Annie Mignard  écrivain

dossier de presse de “Le Père”



LE MAGAZINE LITTÉRAIRE - Valérie Colin-Simard


REVENANT, DE PÈRE EN FILS


 

Vous ne croyez ni à Dieu, ni à la vie éternelle, ni aux esprits ni aux fantômes? Annie Mignard non plus. Et pourtant, ils sont là. Et si vous ne vous en rendez pas compte, c’est peut-être que “la raison est faible d’esprit”. Il suffit parfois d’une odeur de lait, ou d’une vieille photo jaunie, couleur sépia, pour que la conversation s’engage: “Pourquoi es-tu mort et moi vivant?


Le Père, deuxième roman d’Annie Mignard (Seghers) est bâti comme un exorcisme, ou une incantation. Le héros, Serge, est hanté par son oncle. Mort quatre ans avant sa naissance, il ne l’a jamais connu, mais il l’appelle “père”. Il a été fusillé à bout portant, dans la Résistance, un jour qu’il préparait le déraillement d’un train allemand. Il se nomme Serge, comme lui. Il a les mêmes paupières bombées, le même arrondi du menton. “On m’a donné ton nom, j’ai pris ta place sur la terre.” Culpabilité.
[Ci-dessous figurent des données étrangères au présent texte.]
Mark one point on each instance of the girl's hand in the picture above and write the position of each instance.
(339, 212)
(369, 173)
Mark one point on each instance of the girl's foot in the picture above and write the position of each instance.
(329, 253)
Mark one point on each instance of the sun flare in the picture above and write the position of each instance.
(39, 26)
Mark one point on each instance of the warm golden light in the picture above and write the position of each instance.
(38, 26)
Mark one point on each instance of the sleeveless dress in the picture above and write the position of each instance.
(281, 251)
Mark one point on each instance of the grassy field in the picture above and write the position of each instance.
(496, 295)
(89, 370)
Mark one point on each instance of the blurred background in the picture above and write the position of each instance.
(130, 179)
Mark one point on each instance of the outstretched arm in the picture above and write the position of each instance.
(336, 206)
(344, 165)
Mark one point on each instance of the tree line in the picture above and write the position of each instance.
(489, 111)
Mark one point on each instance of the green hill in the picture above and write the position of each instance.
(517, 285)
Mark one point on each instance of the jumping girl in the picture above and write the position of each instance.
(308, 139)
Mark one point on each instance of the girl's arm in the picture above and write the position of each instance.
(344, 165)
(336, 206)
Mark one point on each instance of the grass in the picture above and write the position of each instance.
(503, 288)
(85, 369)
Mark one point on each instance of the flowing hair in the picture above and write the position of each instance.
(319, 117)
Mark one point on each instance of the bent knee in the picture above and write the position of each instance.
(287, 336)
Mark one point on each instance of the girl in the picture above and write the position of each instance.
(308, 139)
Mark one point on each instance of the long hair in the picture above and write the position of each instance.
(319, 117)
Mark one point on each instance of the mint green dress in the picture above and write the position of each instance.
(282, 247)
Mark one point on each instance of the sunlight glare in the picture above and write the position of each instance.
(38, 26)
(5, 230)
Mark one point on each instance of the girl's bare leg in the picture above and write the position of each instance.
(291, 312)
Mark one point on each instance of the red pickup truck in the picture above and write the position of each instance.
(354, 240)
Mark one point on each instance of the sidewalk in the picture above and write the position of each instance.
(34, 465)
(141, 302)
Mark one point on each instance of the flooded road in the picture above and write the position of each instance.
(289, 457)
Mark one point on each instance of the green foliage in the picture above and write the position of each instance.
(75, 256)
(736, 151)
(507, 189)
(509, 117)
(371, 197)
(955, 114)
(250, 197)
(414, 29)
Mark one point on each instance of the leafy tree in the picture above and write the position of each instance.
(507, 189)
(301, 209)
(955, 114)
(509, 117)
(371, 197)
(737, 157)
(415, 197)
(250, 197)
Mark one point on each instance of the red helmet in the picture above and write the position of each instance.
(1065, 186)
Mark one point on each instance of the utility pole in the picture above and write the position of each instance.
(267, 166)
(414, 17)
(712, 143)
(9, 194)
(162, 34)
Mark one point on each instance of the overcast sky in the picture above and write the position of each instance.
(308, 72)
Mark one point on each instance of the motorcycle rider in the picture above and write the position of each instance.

Plus tard, beaucoup plus tard, sa grand-mère lui fera promettre de donner encore à son fils le prénom de Serge. “Dans les familles, écrit Annie Mignard, les enfants sont des revenants.” De génération en génération: “Cette famille avait crû et multiplié parce que tu avais crevé... Son ordre était fondé sur ta mort.” Haine, révolte et passion, sensibilité à fleur de



peau, proche de la folie. Tout doucement, Serge le mort va habiter Serge le vivant. Sa vie devient un tombeau, et s’en dégagent des odeurs de putréfaction: “Tu grouillais, tu faisais des bulles, tu étais en morceaux et en débris. Et tu puais! Ah tu puais! Il n’existe pas au monde d’odeur plus violente et plus visqueuse.


L’auteur ressuscite les morts et donne aux objets une âme. Serge leur parle et ils lui répondent. Ils lui racontent, s’il le désire, ce qui s’est passé durant son absence. Les meubles deviennent des personnages. Une armoire géante, “énorme présence campagnarde et brutale”, menace à plusieurs reprises de le tuer. Un univers à mi-chemin entre conscient et inconscient, entre les angoisses de de l’imagination et la réalité.


Elle a sûrement fait une psychanalyse, Annie Mignard, car tout y est. Attirance sexuelle du héros pour sa mère qu’il tente d’embrasser sur la bouche, et surtout la culpabilité: “Peut-être un fils doit-il toujours payer à son père le crime de le remplacer.”


Annie Mignard sait raconter la détresse de ne pas se sentir exister. Mais aussi la ferveur de se sentir renaître. A trente-trois ans, Serge deviendra metteur en scène de théâtre. Mais sa première troupe de comédiens, il la connaît depuis l’âge de quatre ans: les dialogues étaient ceux de sa famille.